Nel primo caso intraprendere una strada sbagliata, vale per gli italiani, come per gli stranieri, costituisce la conseguenza dell'abbandono affettivo e della mancanza di una guida.
Una situazione economica e familiare precaria, l'allontanamento dal Paese d'origine, località residenziale e luoghi frequentati vicini ai punti di ritrovo dei malavitosi, maltrattamenti subiti o ai quali si é soliti assistere in casa, son tutti fattori che possono slatentizzare una forte aggressività soprattutto in un momento delicato della vita come quello dell'adolescenza.
Il giovane, disperato, sente il bisogno di affermare la propria identità attraverso l'appartenenza ad un gruppo di pari e ricorre all'estremizzazione del bullismo per gridare al mondo la sua esitenza e il bisogno di attenzione
Diversa é, invece, la realtà per quei ragazzi che, al contrario son cresciuti ""nella bambagia e hanno alle spalle famiglie spesso benestanti.
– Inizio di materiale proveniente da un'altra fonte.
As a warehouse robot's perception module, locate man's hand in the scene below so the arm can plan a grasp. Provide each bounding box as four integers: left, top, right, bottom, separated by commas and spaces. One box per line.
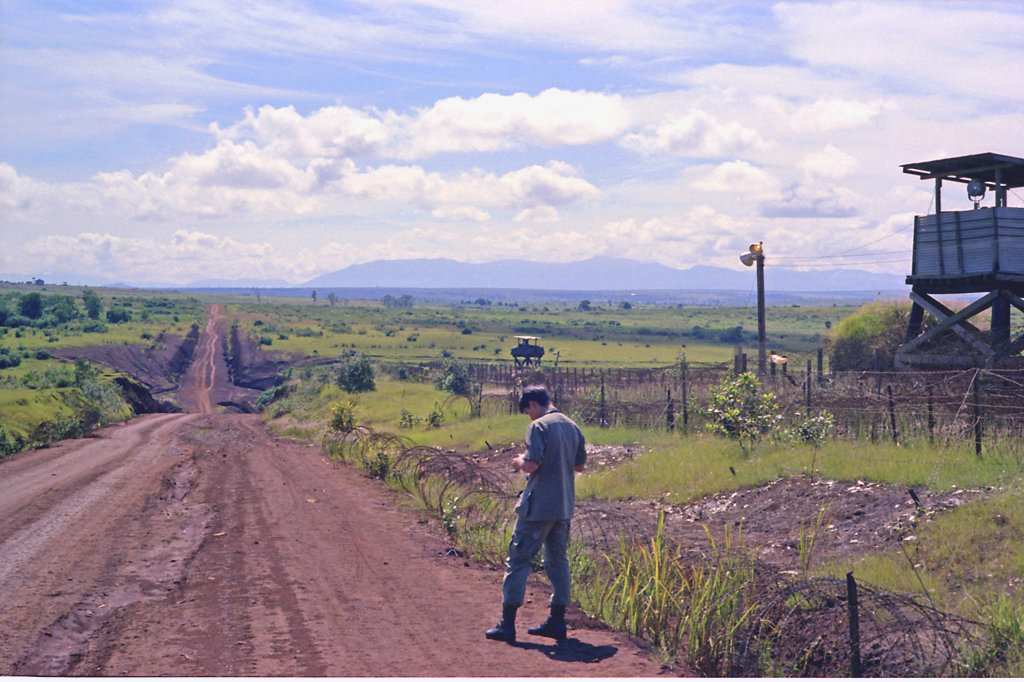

In questo caso é forse più appropriato parlare di caduta di valori. Una societa' adulta, senza valori, o che comunque non e' più capace di trasmetterli; famiglie il cui unico modello etico consiste ormai nell' accumulazione di benessere; una classe politica che sponsorizza di fatto una cultura dell' illecito, con una sistematica delegittimazione dell' autorita' giudiziaria, possono determinare un vuoto incolmabile nei giovani più fragili che, non sapendo come rispondere a ciò, scelgono di delinquere andando a cercarsi discutibili punti di riferimento in strada.
E'dunque sempre colpa della famiglia ?
La responsabilità che ha quest'ultima é molto grande. Nel primo caso per l'incuria, l'ignoranza, la mancanza di mezzi e strumenti per far fronte a un esercizio adeguato della potestà genitoriale.
Nel secondo caso per la superficialità, l'individualismo, la noia, la deresponsabilizzazione quando si sceglie di privilegiare la strada della concessione a oltranza a quella dell'educazione responsabile.
Un bambino delinquente é una responsabilità sociale.
Una mano sulla coscienza dovremmo quindi, a mio parere, metterla tutti indistintamente.